To run CASA in interactive mode (without the “-c” option) the user needs to first login to the desired computer node with X11 forwarding. This is achieved with the command ssh -XY <node>, where <node> is the hostname of the computer where he/she wants to run CASA. * *

mpicasa -n <number_of_processes> path_to_casa/casa

This will open an xterm window for the interactive work. To get help do:

mpicasa --help

Parallel Imaging

The parallelization of imaging is achieved through task tclean. The parallelization itself is tied closely to the major-minor cycles of the imager and follows a different approach of that used by other tasks. The parallelization inside tclean does not need the MS to be partitionted into a Multi-MS. It will work in the same way if the input is an MS or MMS. But in order to run tclean in parallel it is necessary to launch CASA with mpicasa, in the same way as for other tasks. One extra step necessary to run tclean in parallel is to set the parameter parallel=True. Details of the parallelization are described in the section mentioned above, as well as in the synthesis-imaging chapter on “Imager Parallelization”.

Parallel imaging on an MS file (rather than MMS file) in tclean is an official mode of operations in the ALMA pipeline since Cycle-6, and officially endorsed by CASA as per CASA 5.4. We recommend users interested in parallel processing to use this mode of operation. For large data products, the imaging step often dominates the overall runtime, as well as the advantages that can be achieved with parallelization (see CASA Memo 5). Processing Multi-MS files, either for imaging or calibration, remains at the discretion of the user.

The Multi-MS

Parallel processing using Multi-MS (MMS) in CASA is unverified. Please use at own discretion.

Please consider parallel imaging using normal MS as alternative.

Multi-MS Structure

A Multi-MS (MMS) is structured to have a reference MS on the top directory and a sub-directory called SUBMSS, which contains each partitioned Sub-MS. A Multi-MS can be handled like a normal “monolithic” MS. It can be moved and renamed like any other directory. CASA tasks that are not MMS-aware can process it like a monolithic MS.
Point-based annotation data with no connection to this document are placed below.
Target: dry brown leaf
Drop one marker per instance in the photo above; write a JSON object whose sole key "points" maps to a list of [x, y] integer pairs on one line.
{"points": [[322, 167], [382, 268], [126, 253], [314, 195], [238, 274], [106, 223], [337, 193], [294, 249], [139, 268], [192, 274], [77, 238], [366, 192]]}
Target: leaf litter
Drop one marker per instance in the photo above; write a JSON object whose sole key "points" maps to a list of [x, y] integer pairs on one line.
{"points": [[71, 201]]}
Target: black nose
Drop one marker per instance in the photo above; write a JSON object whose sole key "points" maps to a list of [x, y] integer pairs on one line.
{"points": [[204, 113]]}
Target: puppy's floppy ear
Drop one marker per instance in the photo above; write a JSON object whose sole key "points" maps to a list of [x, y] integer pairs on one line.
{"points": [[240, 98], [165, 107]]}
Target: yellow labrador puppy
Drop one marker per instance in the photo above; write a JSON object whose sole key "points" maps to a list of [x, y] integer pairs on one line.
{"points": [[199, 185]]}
All sub-tables of Sub-MSs are identical, except for the SOURCE and HISTORY sub-tables. The reference MS contains links to the sub-tables of the first Sub-MS, which is identified by a “0000” index on its name. All subsequent Sub-MSs also contain links to the sub-tables of the first Sub-MS, except for the SOURCE and HISTORY sub-tables. The following is a typical view of the reference MS directory of a Multi-MS. Symbolic links have an **@** at the end.

> ls

The following is a view of the Sub-MSs directory. The Sub-MS names have the MMS name followed by a 4-digit index.

> ls

Next example shows the second Sub-MS, which has symbolic links to all sub-tables except the SOURCE and HISTORY tables. These two tables need write-access in several cases when running in parallel.

> ls --l
ANTENNA -> ../
FEED -> ../
FIELD -> ../
FLAG_CMD -> ../
STATE -> ../
SYSCAL -> ../
WEATHER -> ../

Multi-MS Creation


The partition task is the main task to create a “Multi-MS”. It takes an input MeasurementSet and creates an output “Multi-MS” based on the data selection parameters.
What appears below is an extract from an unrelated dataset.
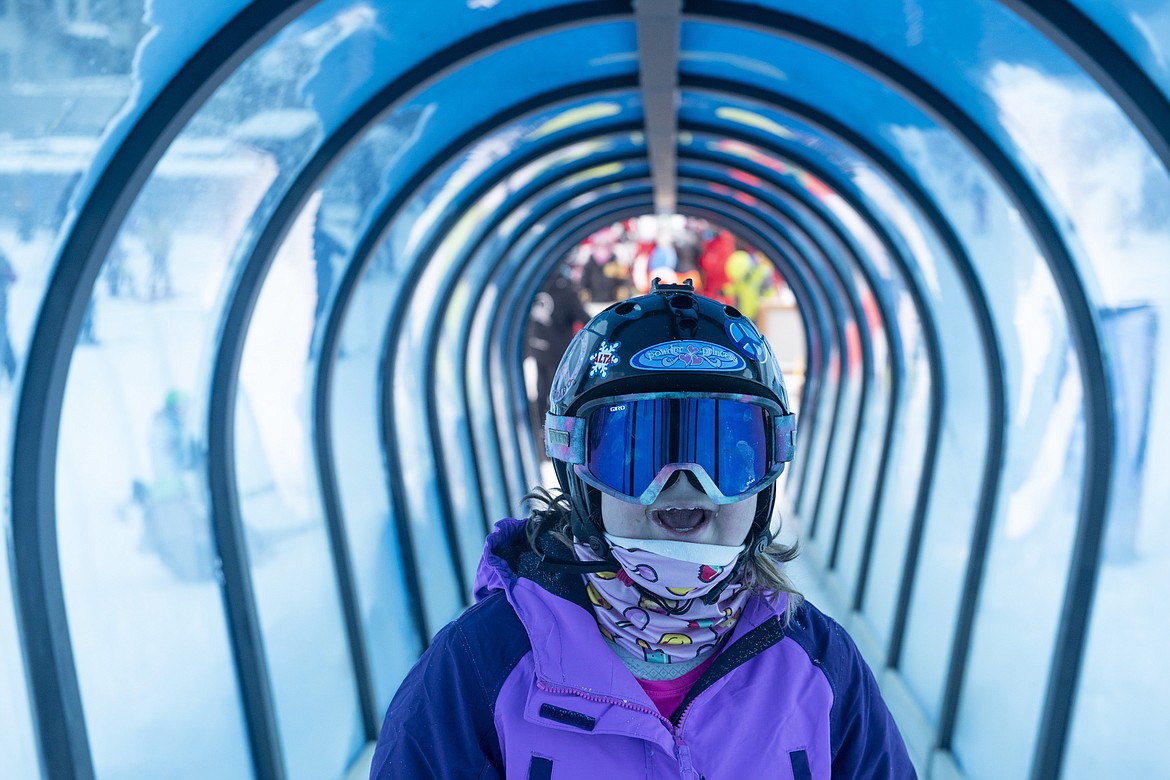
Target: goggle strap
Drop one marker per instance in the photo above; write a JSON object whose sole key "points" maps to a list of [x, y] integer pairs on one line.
{"points": [[785, 430], [564, 437]]}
The inputs to partition are:

CASA <1>: inp partition
--------> inp(partition)
#partition :: Task to produce Multi-MSs using parallelism
vis                 =         ''        #Name of input MeasurementSet
outputvis           =         ''        #Name of output MeasurementSet
createmms           =       True        #Should this create a multi-MS output
     separationaxis =     'auto'        #Axis to do parallelization across(scan, spw, baseline, auto)
     numsubms       =     'auto'        #The number of SubMSs to create (auto or any number)
     flagbackup     =       True        #Create a backup of the FLAG column in the MMS.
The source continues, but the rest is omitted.